DeGate operates as a decentralized autonomous organization (DAO). The DEX platform is focused on being user-friendly and is built on the principle of Trustlessness. With DeGate’s unique Efficient Gas Saving technology, users can expect super-low gas fees while using a decentralized protocol. Another critical component of DeGate is the Permissionless Listing feature which enables any token to be listed in a permissionless manner on DeGate’s orderbook DEX.

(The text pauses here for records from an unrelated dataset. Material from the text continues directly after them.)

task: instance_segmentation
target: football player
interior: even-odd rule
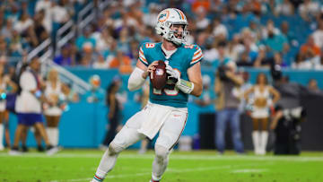
[[[148,104],[127,120],[109,143],[92,182],[104,179],[113,169],[120,152],[144,137],[153,139],[158,132],[151,182],[160,181],[166,170],[170,152],[178,142],[188,119],[188,94],[200,96],[202,93],[200,61],[203,54],[198,46],[185,44],[188,34],[185,14],[175,8],[162,11],[157,17],[155,30],[162,36],[162,42],[146,43],[140,48],[136,67],[128,80],[128,89],[140,89],[155,70],[157,60],[166,64],[168,84],[162,90],[150,85]]]

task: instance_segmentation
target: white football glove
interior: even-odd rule
[[[167,77],[167,79],[172,80],[175,83],[178,82],[180,80],[180,74],[179,71],[174,70],[168,63],[168,61],[165,62],[166,64],[166,73],[170,75]]]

For more information about DeGate, visit https://docs.degate.com
KYC not required
No KYC information is required for payout processing.
Proof of Concept
Proof of concept is always required for all severities.
Prohibited Activities
- Any testing on mainnet or public testnet deployed code; all testing should be done on local-forks of either public testnet or mainnet
- Any testing with pricing oracles or third-party smart contracts
- Attempting phishing or other social engineering attacks against our employees and/or customers
- Any testing with third-party systems and applications (e.g. browser extensions) as well as websites (e.g. SSO providers, advertising networks)
- Any denial of service attacks that are executed against project assets
- Automated testing of services that generates significant amounts of traffic
- Public disclosure of an unpatched vulnerability in an embargoed bounty
- Any other actions prohibited by the Immunefi Rules
Feasibility Limitations
The project may be receiving reports that are valid (the bug and attack vector are real) and cite assets and impacts that are in scope, but there may be obstacles or barriers to executing the attack in the real world. In other words, there is a question about how feasible the attack really is. Conversely, there may also be mitigation measures that projects can take to prevent the impact of the bug, which are not feasible or would require unconventional action and hence, should not be used as reasons for downgrading a bug's severity. Therefore, Immunefi has developed a set of feasibility limitation standards which by default states what security researchers, as well as projects, can or cannot cite when reviewing a bug report.